Europa is an ice-encrusted world known to encase a global ocean of liquid water that is heated by Jupiter’s tidal forces. On Earth, where there is liquid water and energy, there is life. As such, Europa has long been considered one of the solar system’s best-suited vistas to search for life.
Schmidt is a co-investigator for the REASON instrument - Radar for Europa Assessment and Sounding: Ocean to Near-surface, led by Donald Blankenship at the University of Texas. REASON is a dual-frequency ice-penetrating radar that will characterize and sound Europa’s icy crust from the near-surface to the ocean, revealing the hidden structure of Europa’s ice shell and potential water within.
“I got into planetary science to help answer the question of whether Europa hosts life. I’ve spent 14 years working with colleagues to send a spacecraft back to Europa, and it’s finally happening,” said Schmidt. “The highlight of the Europa mission is that it will use a suite of complementary instruments working together to figure out whether Europa is habitable or not – a key step along the path to finding life. It’s a great time to be an astrobiologist.”
Schmidt says that REASON is a critical part of the story, with the ability to “see” through Europa’s ice and map out its structure. It may also find locations of water pockets within, and potentially the ocean below the ice. REASON will deliver some of the most critical missing pieces of the Europan habitability puzzle: how does the ice shell work, and is there water?
Paty is on the science team for REASON and PIMS – the Plasma Instrument for Magnetic Sounding, led by Joseph Westlake of the Johns Hopkins Applied Physics Laboratory. PIMS, in combination with the magnetometer, will study Europa’s ocean depth, salinity and the thickness of the moon’s surface.
“I am beyond thrilled to be a part of these fantastic instrument teams and to have the opportunity to explore Europa,” said Paty, whose research has focused on the icy moons of Jupiter and Saturn for more than a decade. “The PIMS and REASON instruments will greatly enhance our understanding of this icy world by enabling us to probe its surrounding environment and subsurface structures.”
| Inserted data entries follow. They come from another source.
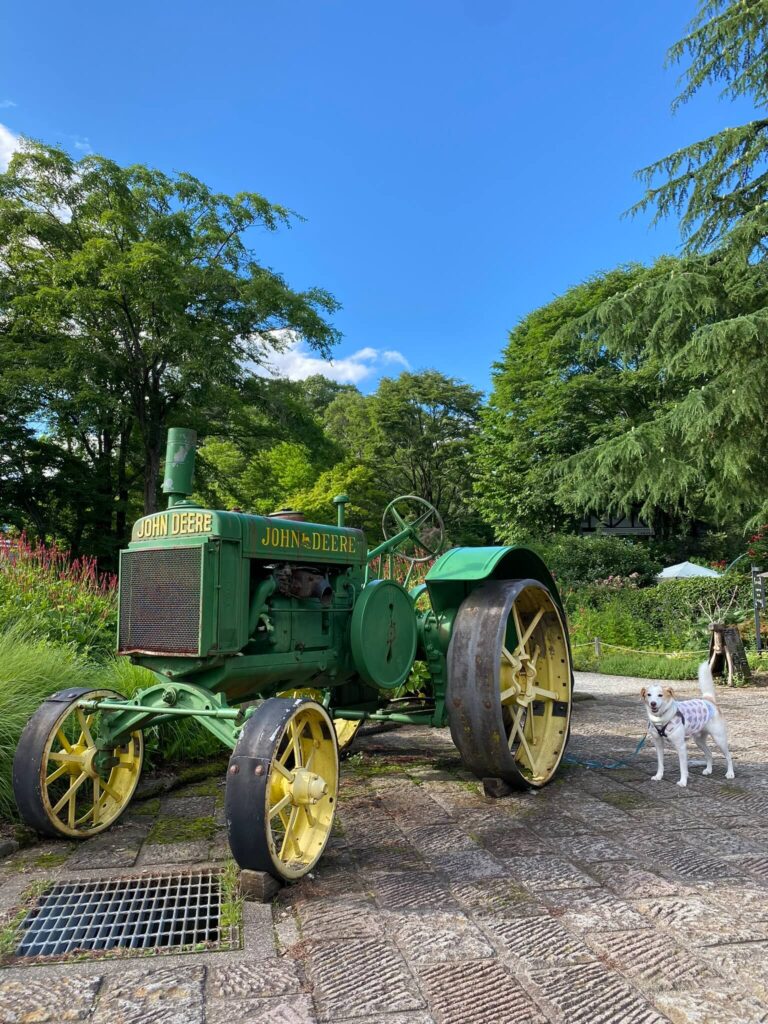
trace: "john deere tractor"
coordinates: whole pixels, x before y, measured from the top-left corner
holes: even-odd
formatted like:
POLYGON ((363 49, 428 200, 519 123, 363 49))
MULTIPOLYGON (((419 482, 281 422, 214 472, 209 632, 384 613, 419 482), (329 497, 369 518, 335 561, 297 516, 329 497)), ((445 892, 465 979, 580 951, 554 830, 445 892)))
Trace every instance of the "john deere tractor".
POLYGON ((552 779, 568 740, 571 660, 557 588, 534 552, 441 553, 440 515, 414 496, 387 506, 372 550, 345 523, 345 495, 335 526, 201 508, 190 500, 195 444, 193 431, 169 431, 168 507, 138 520, 120 558, 117 650, 156 682, 131 698, 83 688, 45 701, 13 764, 26 822, 77 839, 108 828, 136 789, 143 731, 182 717, 232 751, 235 859, 280 879, 321 856, 339 749, 362 722, 448 725, 479 778, 515 788, 552 779), (426 582, 409 586, 425 560, 426 582), (428 693, 402 699, 416 660, 428 693))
The PIMS will measure the plasma environment at Europa in order to quantify the magnetic field generated by plasma-driven current systems surrounding the icy moon. In this way, Paty says the science team can refine its understanding of the currents and fields generated by the subsurface ocean and more accurately characterize its size, depth and salinity.
REASON and PIMS are two of the nine instruments NASA recently selected for the mission.
Paty and Schmidt are faculty of the School of Earth and Atmospheric Sciences, and members of Georgia Tech’s Center for Space Technology and Research (C-STAR). C-STAR organizes, integrates and facilitates the Institute’s space science and technology research activities, bringing together a wide range of Georgia Tech faculty who are active in space-related research and functioning as a focal point for the growth of the space industry in the state of Georgia. C-STAR personnel are advancing the frontiers of astrophysics, Earth science, planetary science, robotics, space policy, space technology and space systems engineering.
“With science investigators on multiple deep space missions and a small spacecraft development pipeline that is turning out flight hardware, Georgia Tech’s spaceflight capability is certainly on the rise,” said Robert Braun, C-STAR director. “Having Georgia Tech faculty involved in this mission is fantastic news for the campus, the state and the nation, capitalizing on the integrated science and engineering competency that characterizes much of our research.”